The hopeful mood concerning the possibility of major US tax reform, which would include a significantly lower corporate tax rate, was evident at the Tax Council Policy Institute’s (TCPI) annual policy and practice symposium last month. Tax reform discussions were featured prominently at the event – not a surprise, given its theme: “Tax Policy in Transition: Diverging Views in a Converging World.”
“We are ready, and we are moving forward aggressively to make tax reform a reality in 2017,” asserted keynote speaker Rep. Kevin Brady (R-TX), who serves as Chairman of the House Ways and Means Committee. Brady also noted, “Over the coming months, you will see our Committee pushing ahead with efforts to turn the bold ideas of our Blueprint into comprehensive tax reform legislation.” (Rep. Brady’s remarks are available for download at the TCPI event site.)
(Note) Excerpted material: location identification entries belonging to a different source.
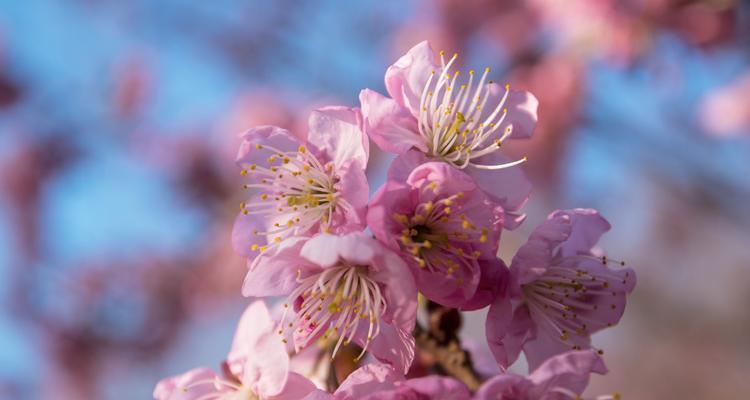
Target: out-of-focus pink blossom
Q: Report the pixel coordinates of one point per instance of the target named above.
(560, 292)
(563, 377)
(347, 288)
(726, 111)
(304, 184)
(444, 226)
(464, 124)
(257, 367)
(381, 382)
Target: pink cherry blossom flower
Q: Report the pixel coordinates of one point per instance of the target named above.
(562, 377)
(381, 382)
(560, 293)
(342, 288)
(464, 124)
(257, 367)
(444, 226)
(303, 184)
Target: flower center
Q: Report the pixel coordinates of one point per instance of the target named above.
(454, 123)
(437, 237)
(567, 299)
(297, 193)
(333, 303)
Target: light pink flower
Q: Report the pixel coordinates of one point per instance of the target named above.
(444, 226)
(303, 184)
(344, 288)
(432, 112)
(257, 367)
(381, 382)
(562, 377)
(560, 292)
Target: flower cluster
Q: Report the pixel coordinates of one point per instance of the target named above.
(351, 269)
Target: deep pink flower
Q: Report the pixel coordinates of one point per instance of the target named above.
(563, 377)
(444, 226)
(303, 184)
(345, 288)
(257, 368)
(431, 111)
(560, 292)
(381, 382)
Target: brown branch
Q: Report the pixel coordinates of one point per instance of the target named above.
(441, 342)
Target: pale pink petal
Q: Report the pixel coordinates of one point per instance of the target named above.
(187, 386)
(400, 290)
(570, 370)
(244, 233)
(327, 250)
(507, 186)
(254, 322)
(494, 278)
(403, 165)
(354, 189)
(392, 346)
(406, 78)
(504, 386)
(389, 124)
(279, 138)
(366, 380)
(546, 345)
(385, 202)
(336, 131)
(439, 388)
(297, 387)
(267, 368)
(536, 255)
(276, 274)
(318, 394)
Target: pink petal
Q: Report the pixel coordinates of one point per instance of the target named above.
(522, 114)
(503, 386)
(279, 138)
(536, 255)
(336, 131)
(406, 78)
(494, 277)
(254, 322)
(267, 368)
(355, 190)
(392, 346)
(400, 290)
(385, 202)
(570, 370)
(439, 388)
(587, 226)
(173, 388)
(327, 250)
(276, 274)
(508, 186)
(366, 380)
(389, 124)
(297, 387)
(403, 165)
(243, 236)
(496, 327)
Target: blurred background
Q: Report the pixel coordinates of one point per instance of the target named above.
(118, 129)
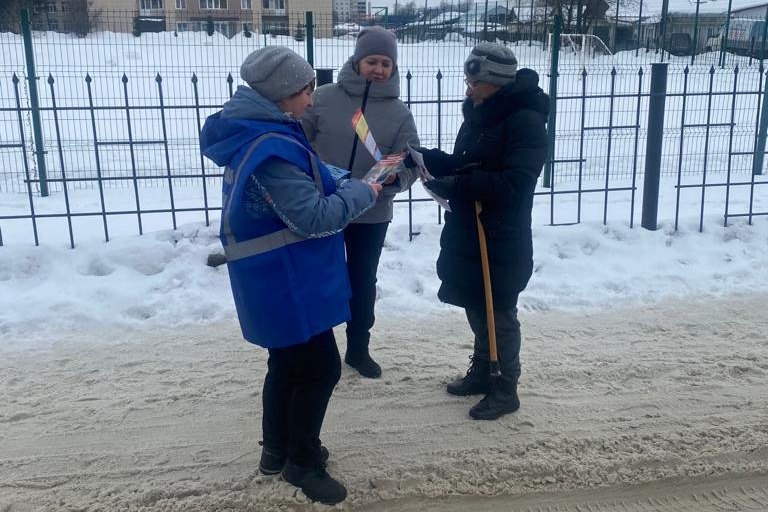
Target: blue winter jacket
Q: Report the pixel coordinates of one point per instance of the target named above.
(282, 216)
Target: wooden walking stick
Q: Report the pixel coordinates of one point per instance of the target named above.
(494, 362)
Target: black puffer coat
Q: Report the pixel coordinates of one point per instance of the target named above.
(506, 136)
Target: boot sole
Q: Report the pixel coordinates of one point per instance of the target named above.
(479, 392)
(480, 417)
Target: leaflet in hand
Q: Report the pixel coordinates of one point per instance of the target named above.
(361, 128)
(424, 176)
(384, 168)
(337, 173)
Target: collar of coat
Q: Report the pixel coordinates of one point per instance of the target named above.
(523, 93)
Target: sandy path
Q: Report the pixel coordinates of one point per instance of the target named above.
(621, 410)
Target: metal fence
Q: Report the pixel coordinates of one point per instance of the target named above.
(97, 125)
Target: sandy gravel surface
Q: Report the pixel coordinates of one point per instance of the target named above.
(654, 408)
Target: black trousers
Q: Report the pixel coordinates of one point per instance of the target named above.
(299, 383)
(364, 243)
(508, 339)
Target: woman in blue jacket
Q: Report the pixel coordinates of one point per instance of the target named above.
(281, 227)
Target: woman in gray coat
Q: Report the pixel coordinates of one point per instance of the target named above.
(328, 125)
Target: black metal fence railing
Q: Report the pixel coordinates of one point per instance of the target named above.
(128, 140)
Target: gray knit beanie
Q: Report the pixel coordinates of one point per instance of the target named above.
(276, 72)
(375, 41)
(491, 63)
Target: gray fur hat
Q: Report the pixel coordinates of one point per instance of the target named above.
(491, 63)
(375, 40)
(276, 72)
Clearly, there are sound reasons for optimism. After all, the execution of meaningful and significant reform only tends to happen once in a tax professional’s career. Not only does this refer to the all-Republican sweep of the House, Senate and Presidency, but also to a President who is committed to tax reform and willing to negotiate with both legislative branches to get it done. So what are companies doing to prepare? A poll of conference attendees showed that more than 80 percent of tax departments are monitoring the current tax reform proposals, and are beginning to evaluate the potential impacts on their companies — namely on Effective Tax Rate and cash tax planning. In addition, many are concerned about tax planning in general. This includes the rewinding of any current tax planning, and how to plan now for efficient business operations given the uncertainty that exists with US tax reform coupled with EU State Aid and BEPS. One tax leader said, “I hope my company does not make any drastic business/operational changes requiring significant tax advice, as I don’t know what to tell them right now.”
As conference presenters and attendees waded deeper into discussions about the structure and impacts of potential tax reform, a realistic question cropped up: what happens if US tax reform doesn’t occur? The short answer was not great for companies and jobs. With that, the optimism in the air dissipated for a time.
Tax reform is not easy – after all, it hasn’t occurred in this country in more than 30 years. While tax and business leaders remain hopeful that meaningful and comprehensive tax reform will occur, they also recognize the risk that it may not happen, and they must consider what failing to deliver this reform that they believe is necessary, will do to their business operations.